What this means and why it matters

It is a commonly-held misconception that data protection e-marketing rules apply to EU businesses on a ‘country of destination’, not a ‘country of origin’ basis. The consequence of this is that marketers often expend excessive legal budget taking legal advice across multiple EU member states in respect of the pan-European campaigns they want to conduct. Naturally, there will be local laws that apply (e.g. local consumer protection laws, advertising standards rules, and gaming laws), but data protection advice will need normally only to be sought from the from the EU territory in which the marketer is based. A proper understanding of the geographical scope of application of the e-Privacy Directive therefore has the potential to substantially reduce marketing budgets.

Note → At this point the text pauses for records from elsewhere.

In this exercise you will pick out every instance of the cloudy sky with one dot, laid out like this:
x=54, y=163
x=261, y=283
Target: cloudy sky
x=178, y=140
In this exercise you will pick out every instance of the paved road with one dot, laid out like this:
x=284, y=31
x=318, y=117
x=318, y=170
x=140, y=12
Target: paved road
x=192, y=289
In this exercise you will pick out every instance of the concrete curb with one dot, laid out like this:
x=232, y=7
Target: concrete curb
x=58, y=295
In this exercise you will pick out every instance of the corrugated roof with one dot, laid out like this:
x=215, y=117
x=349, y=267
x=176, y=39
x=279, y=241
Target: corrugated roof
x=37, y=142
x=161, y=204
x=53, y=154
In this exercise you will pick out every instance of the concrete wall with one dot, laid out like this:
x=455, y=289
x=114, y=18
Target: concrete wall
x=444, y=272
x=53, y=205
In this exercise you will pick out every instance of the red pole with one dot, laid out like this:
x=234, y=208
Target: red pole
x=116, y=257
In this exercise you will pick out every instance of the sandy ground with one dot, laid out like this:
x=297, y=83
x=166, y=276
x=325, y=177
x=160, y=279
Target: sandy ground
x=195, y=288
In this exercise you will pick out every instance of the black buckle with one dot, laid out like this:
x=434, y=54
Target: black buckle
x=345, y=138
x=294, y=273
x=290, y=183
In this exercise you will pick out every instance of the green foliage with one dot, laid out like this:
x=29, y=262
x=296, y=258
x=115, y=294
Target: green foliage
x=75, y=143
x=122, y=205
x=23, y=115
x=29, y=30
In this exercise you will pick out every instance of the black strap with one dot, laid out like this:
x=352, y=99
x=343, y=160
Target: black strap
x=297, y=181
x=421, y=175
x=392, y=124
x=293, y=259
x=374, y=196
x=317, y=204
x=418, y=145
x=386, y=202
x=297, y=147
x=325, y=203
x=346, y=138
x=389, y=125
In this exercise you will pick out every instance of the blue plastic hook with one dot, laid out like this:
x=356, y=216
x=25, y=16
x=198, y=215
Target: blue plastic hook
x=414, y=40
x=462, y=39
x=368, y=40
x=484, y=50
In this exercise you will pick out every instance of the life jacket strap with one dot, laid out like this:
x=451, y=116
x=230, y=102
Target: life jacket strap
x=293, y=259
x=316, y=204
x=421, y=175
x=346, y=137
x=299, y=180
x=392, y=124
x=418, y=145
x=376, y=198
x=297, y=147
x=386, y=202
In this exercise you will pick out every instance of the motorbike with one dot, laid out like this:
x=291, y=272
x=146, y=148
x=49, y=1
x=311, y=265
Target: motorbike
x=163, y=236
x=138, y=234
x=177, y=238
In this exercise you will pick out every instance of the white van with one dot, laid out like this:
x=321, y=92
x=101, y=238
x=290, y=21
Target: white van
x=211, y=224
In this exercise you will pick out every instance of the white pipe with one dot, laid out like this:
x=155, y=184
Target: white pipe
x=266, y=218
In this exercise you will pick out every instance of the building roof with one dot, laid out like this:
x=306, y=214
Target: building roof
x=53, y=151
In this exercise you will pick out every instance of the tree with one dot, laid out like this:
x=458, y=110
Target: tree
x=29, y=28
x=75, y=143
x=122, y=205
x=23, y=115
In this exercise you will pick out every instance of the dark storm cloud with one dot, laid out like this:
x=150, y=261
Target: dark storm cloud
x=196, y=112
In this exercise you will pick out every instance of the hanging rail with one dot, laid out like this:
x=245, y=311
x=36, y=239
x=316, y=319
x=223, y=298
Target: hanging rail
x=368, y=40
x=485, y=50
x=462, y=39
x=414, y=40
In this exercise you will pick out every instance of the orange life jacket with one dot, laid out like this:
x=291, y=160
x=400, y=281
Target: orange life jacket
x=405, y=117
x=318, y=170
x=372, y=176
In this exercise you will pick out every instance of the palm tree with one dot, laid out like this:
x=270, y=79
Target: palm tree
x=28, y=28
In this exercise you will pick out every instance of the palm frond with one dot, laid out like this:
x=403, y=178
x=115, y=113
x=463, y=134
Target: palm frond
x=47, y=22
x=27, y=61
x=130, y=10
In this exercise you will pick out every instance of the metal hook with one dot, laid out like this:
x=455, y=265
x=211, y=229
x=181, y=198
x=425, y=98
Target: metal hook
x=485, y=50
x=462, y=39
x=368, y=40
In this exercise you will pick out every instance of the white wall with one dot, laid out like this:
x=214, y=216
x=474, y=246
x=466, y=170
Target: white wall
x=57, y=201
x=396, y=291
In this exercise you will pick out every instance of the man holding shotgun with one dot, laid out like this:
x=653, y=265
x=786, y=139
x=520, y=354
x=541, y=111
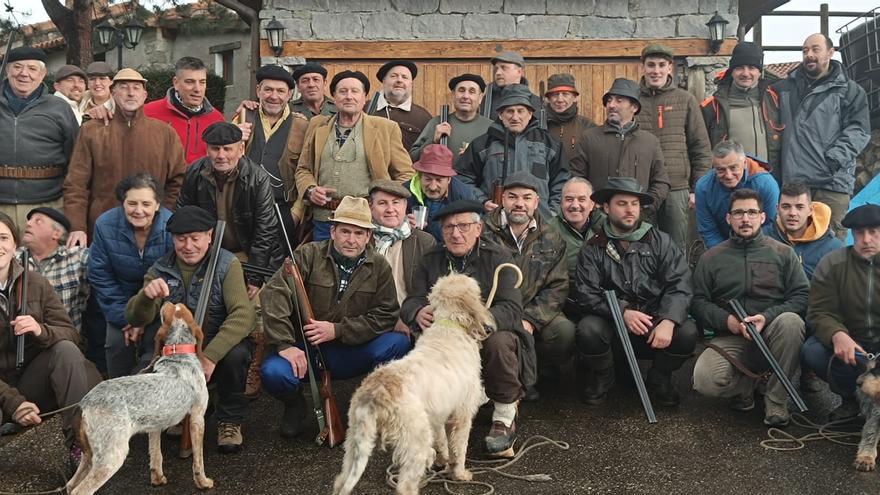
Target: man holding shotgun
x=766, y=277
x=354, y=302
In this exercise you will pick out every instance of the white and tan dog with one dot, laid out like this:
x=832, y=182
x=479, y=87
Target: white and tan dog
x=424, y=403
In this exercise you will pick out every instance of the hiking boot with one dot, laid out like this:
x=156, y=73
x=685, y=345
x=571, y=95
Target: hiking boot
x=596, y=391
x=848, y=409
x=776, y=415
x=659, y=384
x=229, y=438
x=743, y=403
x=293, y=418
x=500, y=440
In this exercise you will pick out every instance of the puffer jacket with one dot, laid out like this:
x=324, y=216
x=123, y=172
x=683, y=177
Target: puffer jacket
x=764, y=275
x=825, y=127
x=188, y=129
x=713, y=201
x=673, y=115
x=652, y=276
x=55, y=326
x=542, y=261
x=533, y=151
x=41, y=135
x=843, y=297
x=609, y=151
x=254, y=223
x=817, y=241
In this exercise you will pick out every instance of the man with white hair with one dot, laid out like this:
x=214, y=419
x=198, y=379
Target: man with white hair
x=36, y=154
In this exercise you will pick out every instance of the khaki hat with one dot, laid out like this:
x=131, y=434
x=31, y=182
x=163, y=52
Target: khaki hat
x=353, y=211
x=129, y=75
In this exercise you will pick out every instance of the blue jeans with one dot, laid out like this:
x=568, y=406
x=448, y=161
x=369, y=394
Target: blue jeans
x=839, y=375
x=343, y=361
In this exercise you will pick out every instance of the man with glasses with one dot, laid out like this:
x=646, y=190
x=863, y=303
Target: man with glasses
x=508, y=355
x=731, y=170
x=767, y=278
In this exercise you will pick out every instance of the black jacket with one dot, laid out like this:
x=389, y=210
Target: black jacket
x=253, y=222
x=652, y=276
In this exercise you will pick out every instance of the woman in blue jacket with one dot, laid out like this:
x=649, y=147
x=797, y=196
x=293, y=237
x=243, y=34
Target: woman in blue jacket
x=127, y=240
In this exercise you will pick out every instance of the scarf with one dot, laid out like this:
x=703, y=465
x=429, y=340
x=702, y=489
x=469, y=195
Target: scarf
x=386, y=236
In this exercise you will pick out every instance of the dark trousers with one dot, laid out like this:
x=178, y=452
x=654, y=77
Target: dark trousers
x=595, y=336
x=57, y=377
x=230, y=376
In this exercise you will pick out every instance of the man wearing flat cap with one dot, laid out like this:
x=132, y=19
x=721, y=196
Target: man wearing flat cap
x=465, y=122
x=70, y=84
x=343, y=153
x=395, y=100
x=100, y=75
x=844, y=308
x=674, y=116
x=516, y=142
x=35, y=159
x=651, y=279
x=539, y=251
x=268, y=128
x=508, y=355
x=435, y=185
x=105, y=154
x=177, y=277
x=563, y=120
x=311, y=80
x=353, y=296
x=619, y=148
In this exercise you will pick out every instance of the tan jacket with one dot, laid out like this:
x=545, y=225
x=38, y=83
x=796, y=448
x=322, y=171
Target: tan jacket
x=104, y=155
x=386, y=155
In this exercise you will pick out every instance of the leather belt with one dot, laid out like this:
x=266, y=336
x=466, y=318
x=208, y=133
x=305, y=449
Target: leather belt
x=31, y=172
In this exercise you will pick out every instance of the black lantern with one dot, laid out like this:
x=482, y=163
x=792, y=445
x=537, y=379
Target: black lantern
x=716, y=32
x=275, y=33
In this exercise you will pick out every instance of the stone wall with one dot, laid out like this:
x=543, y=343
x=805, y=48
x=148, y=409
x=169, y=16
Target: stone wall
x=496, y=19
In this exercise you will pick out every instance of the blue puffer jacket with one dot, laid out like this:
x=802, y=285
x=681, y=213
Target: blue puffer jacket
x=116, y=269
x=713, y=201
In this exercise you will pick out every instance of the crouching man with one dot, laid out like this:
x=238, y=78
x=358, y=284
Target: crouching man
x=177, y=277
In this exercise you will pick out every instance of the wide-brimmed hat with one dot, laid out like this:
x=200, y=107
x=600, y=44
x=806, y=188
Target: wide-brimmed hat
x=621, y=185
x=353, y=211
x=626, y=88
x=436, y=159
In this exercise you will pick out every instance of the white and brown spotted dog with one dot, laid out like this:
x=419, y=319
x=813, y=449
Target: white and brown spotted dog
x=149, y=403
x=423, y=404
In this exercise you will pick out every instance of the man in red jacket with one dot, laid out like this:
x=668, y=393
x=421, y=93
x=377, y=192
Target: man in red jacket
x=186, y=108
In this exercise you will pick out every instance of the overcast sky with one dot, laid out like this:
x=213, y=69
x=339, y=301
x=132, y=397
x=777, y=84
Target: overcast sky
x=777, y=30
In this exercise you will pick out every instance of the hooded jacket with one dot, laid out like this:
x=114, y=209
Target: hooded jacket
x=826, y=125
x=189, y=129
x=673, y=115
x=533, y=151
x=713, y=201
x=817, y=241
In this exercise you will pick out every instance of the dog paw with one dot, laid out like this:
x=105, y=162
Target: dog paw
x=864, y=462
x=204, y=483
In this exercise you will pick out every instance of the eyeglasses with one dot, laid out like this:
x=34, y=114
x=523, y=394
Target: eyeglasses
x=742, y=213
x=464, y=228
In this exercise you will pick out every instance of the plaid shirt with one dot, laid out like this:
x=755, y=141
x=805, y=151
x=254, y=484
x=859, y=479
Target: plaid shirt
x=66, y=270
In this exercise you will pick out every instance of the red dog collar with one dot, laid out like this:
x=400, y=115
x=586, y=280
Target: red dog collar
x=169, y=350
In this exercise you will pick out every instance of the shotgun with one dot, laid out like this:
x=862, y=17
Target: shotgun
x=444, y=118
x=22, y=309
x=623, y=335
x=740, y=312
x=199, y=317
x=331, y=429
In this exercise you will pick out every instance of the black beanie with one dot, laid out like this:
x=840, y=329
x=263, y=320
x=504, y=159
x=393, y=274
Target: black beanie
x=747, y=53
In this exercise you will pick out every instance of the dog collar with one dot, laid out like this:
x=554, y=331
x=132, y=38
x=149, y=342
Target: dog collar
x=169, y=350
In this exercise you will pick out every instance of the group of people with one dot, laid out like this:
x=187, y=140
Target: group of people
x=118, y=214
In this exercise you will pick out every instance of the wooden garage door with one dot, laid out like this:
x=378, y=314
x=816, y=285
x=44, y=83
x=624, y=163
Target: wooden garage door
x=430, y=88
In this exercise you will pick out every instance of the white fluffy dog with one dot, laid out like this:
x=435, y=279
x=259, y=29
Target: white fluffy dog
x=424, y=403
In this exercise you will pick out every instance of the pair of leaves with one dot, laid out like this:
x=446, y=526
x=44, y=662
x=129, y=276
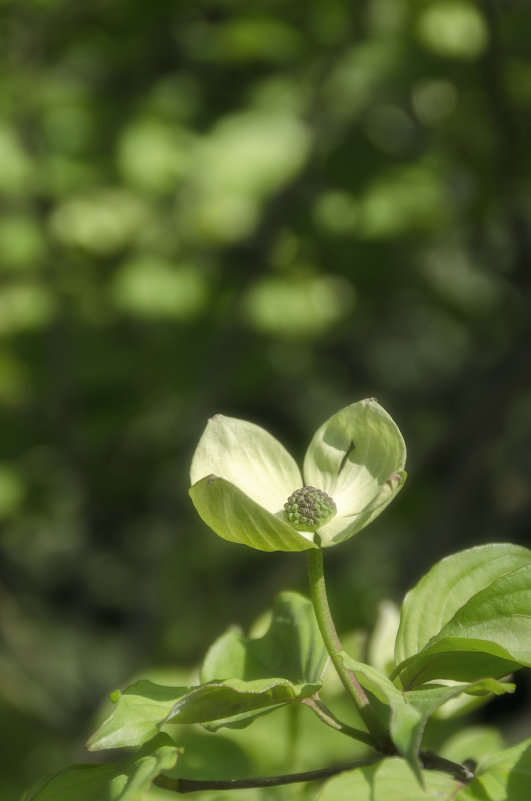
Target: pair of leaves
x=469, y=617
x=242, y=678
x=406, y=713
x=127, y=781
x=505, y=775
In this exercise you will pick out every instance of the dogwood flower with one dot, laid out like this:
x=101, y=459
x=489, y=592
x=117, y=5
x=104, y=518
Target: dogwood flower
x=248, y=488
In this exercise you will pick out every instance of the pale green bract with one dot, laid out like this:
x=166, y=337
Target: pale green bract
x=242, y=476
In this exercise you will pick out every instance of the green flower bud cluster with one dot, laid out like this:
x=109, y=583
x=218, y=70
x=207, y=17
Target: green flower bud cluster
x=309, y=508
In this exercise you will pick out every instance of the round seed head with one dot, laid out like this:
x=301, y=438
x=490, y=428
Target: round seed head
x=308, y=508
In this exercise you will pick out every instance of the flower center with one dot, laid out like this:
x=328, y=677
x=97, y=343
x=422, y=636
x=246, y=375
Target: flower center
x=308, y=508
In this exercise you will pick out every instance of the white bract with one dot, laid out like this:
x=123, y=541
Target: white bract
x=242, y=476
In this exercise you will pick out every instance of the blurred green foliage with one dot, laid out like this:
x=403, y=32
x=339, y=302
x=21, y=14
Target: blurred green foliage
x=268, y=210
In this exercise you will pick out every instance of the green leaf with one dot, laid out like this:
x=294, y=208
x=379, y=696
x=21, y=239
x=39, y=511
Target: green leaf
x=144, y=707
x=504, y=776
x=235, y=517
x=127, y=781
x=410, y=711
x=454, y=623
x=219, y=701
x=388, y=780
x=140, y=711
x=358, y=458
x=292, y=647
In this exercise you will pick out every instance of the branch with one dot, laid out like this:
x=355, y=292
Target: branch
x=195, y=785
x=429, y=762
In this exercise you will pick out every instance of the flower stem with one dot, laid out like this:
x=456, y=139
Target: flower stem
x=334, y=648
x=326, y=716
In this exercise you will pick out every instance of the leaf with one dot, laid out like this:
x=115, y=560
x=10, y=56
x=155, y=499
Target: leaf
x=127, y=781
x=235, y=517
x=217, y=701
x=140, y=711
x=409, y=711
x=292, y=647
x=454, y=623
x=388, y=780
x=357, y=456
x=144, y=707
x=504, y=776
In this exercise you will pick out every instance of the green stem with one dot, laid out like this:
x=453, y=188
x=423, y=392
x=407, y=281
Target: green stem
x=334, y=648
x=326, y=716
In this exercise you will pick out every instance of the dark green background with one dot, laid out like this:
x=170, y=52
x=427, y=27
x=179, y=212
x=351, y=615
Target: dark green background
x=270, y=210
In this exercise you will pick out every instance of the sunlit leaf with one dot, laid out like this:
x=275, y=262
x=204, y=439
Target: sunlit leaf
x=469, y=617
x=127, y=781
x=410, y=711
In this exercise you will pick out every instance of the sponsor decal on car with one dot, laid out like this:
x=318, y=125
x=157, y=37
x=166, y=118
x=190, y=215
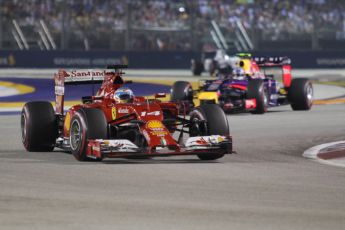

The same ought to be true for cookies. That is to say, a website operator established in one EU member state should have to comply with the cookie ‘consent’ requirements of that Member State only – not those of other Member States. However, the advantages of the ‘country of origin’ are lost where the operator is established outside the European Union, because in that case, the national data protection authorities will argue very strongly that where ‘equipment’ in used in their jurisdictions, each of their local laws will most definitely apply.